İskandinav ezgileri Ankara’da sanatseverlerle buluşuyor

Norveçli koro şefi Ragnar Rasmussen yönetiminde gerçekleşecek olan ‘‘Aynı Güneşin Altında’’ konseri, İskandinav ezgilerini Ankara’ya taşıyor. Ragnar Rasmussen yönetimindeki Devlet Çoksesli Korosu’na müzisyen ve besteci Henning Sommerro besteleri, vokal ve akordeon performansıyla eşlik edecek. 

Ragnar Rasmussen 2019 yılında konuk şef olarak katıldığı Walter Strauss Masterclass’ın ardından ikinci kez Türkiye’de konser veriyor.

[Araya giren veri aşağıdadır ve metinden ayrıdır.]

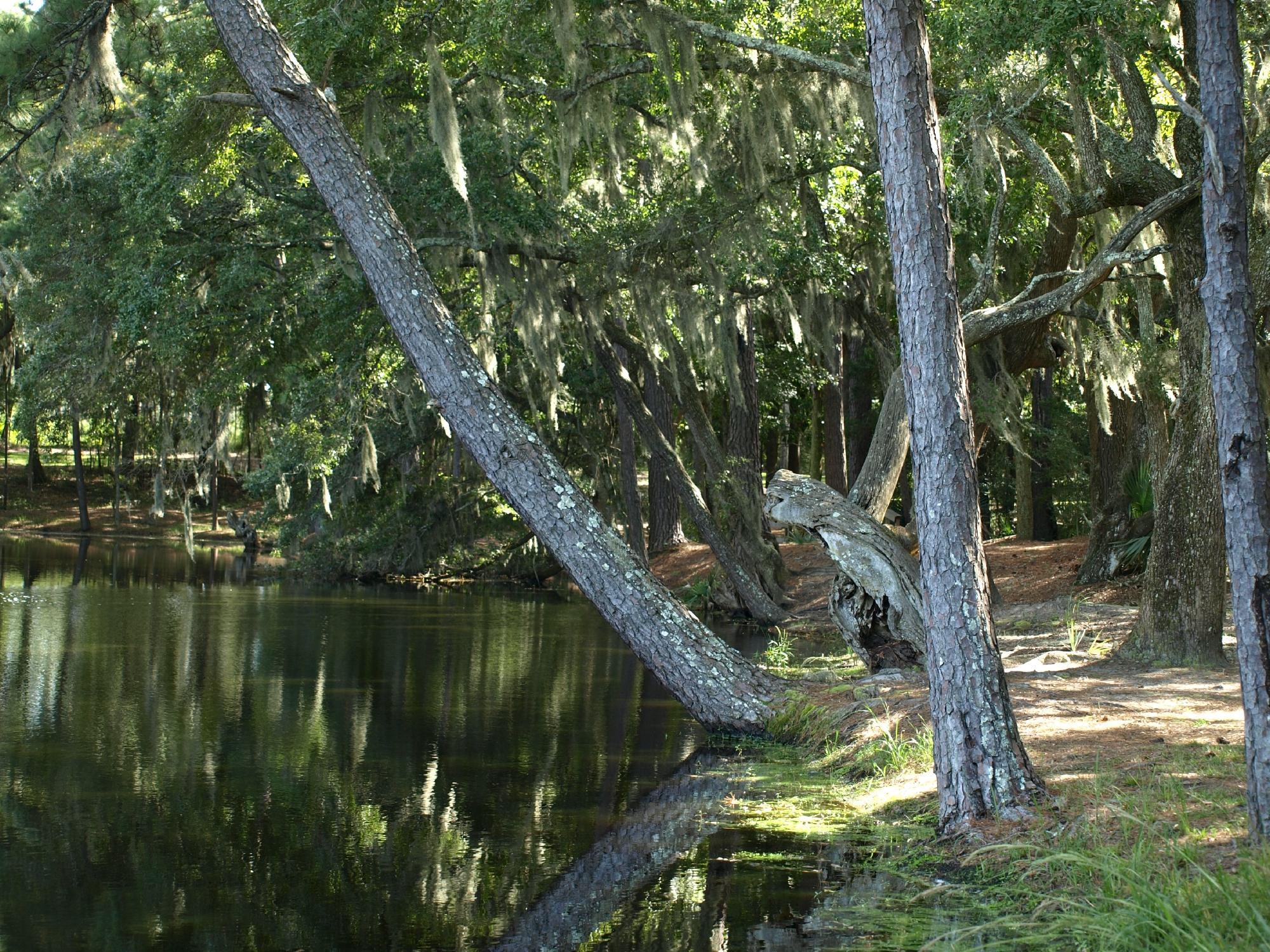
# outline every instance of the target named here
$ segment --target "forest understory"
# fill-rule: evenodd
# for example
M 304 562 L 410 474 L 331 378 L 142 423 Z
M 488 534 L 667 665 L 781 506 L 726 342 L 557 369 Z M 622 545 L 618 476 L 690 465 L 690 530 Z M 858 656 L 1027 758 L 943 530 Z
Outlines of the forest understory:
M 69 458 L 46 451 L 51 480 L 34 494 L 28 494 L 23 462 L 14 449 L 0 531 L 76 536 L 75 480 L 61 466 Z M 180 545 L 179 508 L 156 519 L 144 508 L 124 506 L 117 524 L 110 473 L 89 472 L 94 537 Z M 121 498 L 131 499 L 128 493 Z M 253 509 L 236 481 L 225 477 L 221 506 L 222 513 Z M 192 522 L 199 546 L 241 545 L 224 515 L 215 532 L 206 509 L 192 510 Z M 1011 698 L 1049 796 L 1022 824 L 980 821 L 969 836 L 940 840 L 925 671 L 870 677 L 831 617 L 836 567 L 824 547 L 786 541 L 784 533 L 779 539 L 791 618 L 772 630 L 758 661 L 801 682 L 804 693 L 776 725 L 781 743 L 737 744 L 732 769 L 751 784 L 733 810 L 745 823 L 827 836 L 869 854 L 806 923 L 809 935 L 833 943 L 843 934 L 884 932 L 895 948 L 907 948 L 907 942 L 921 946 L 916 937 L 933 928 L 954 948 L 979 941 L 1024 948 L 1080 930 L 1105 934 L 1107 944 L 1099 948 L 1116 948 L 1130 947 L 1146 929 L 1163 948 L 1241 948 L 1245 939 L 1247 948 L 1260 947 L 1265 930 L 1240 910 L 1270 890 L 1270 869 L 1247 847 L 1243 715 L 1229 617 L 1224 664 L 1156 666 L 1126 647 L 1138 621 L 1139 575 L 1080 585 L 1083 536 L 987 542 Z M 476 551 L 500 548 L 485 541 Z M 652 567 L 710 617 L 701 607 L 719 571 L 709 546 L 688 542 L 654 556 Z M 494 569 L 478 584 L 499 581 Z M 431 583 L 398 576 L 398 584 Z M 563 574 L 545 586 L 578 597 Z M 721 743 L 733 749 L 734 741 Z M 889 885 L 880 892 L 870 886 L 861 899 L 861 877 Z M 1213 919 L 1204 906 L 1229 887 L 1227 877 L 1241 883 L 1240 900 L 1233 918 Z M 932 927 L 941 916 L 958 923 L 951 932 Z M 1185 923 L 1187 932 L 1175 937 L 1175 946 L 1156 934 L 1160 916 Z M 1071 946 L 1059 941 L 1057 947 Z

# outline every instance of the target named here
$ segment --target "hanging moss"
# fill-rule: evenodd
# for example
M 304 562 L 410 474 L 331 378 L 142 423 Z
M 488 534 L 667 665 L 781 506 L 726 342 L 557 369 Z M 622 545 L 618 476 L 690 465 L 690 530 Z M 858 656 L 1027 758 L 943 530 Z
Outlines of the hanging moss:
M 441 62 L 434 41 L 428 41 L 428 118 L 432 141 L 441 150 L 450 184 L 458 197 L 467 202 L 467 169 L 464 166 L 462 149 L 458 142 L 458 113 L 455 109 L 455 96 L 450 89 L 450 76 Z

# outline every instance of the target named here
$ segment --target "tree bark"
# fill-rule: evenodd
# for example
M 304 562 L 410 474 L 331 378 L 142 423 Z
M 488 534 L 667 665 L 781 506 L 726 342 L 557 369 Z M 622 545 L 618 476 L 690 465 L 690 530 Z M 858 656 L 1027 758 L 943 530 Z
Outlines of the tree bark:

Türkiye’de yeniden konser çıkmanın kendisi için heyecan verici olduğunu belirten Rasmussen, ‘‘Türk seyircisi bir önceki gelişimde beni şaşırtmıştı. Çünkü, çok iyi dinleyen bir seyirci ve konserde inanılmaz büyülü anlar yaratmıştık o yüzden şimdiki konser için çok heyecanlıyım’’ ifadeleriyle 16 Nisan’daki konseri hakkında duygularını paylaştı. 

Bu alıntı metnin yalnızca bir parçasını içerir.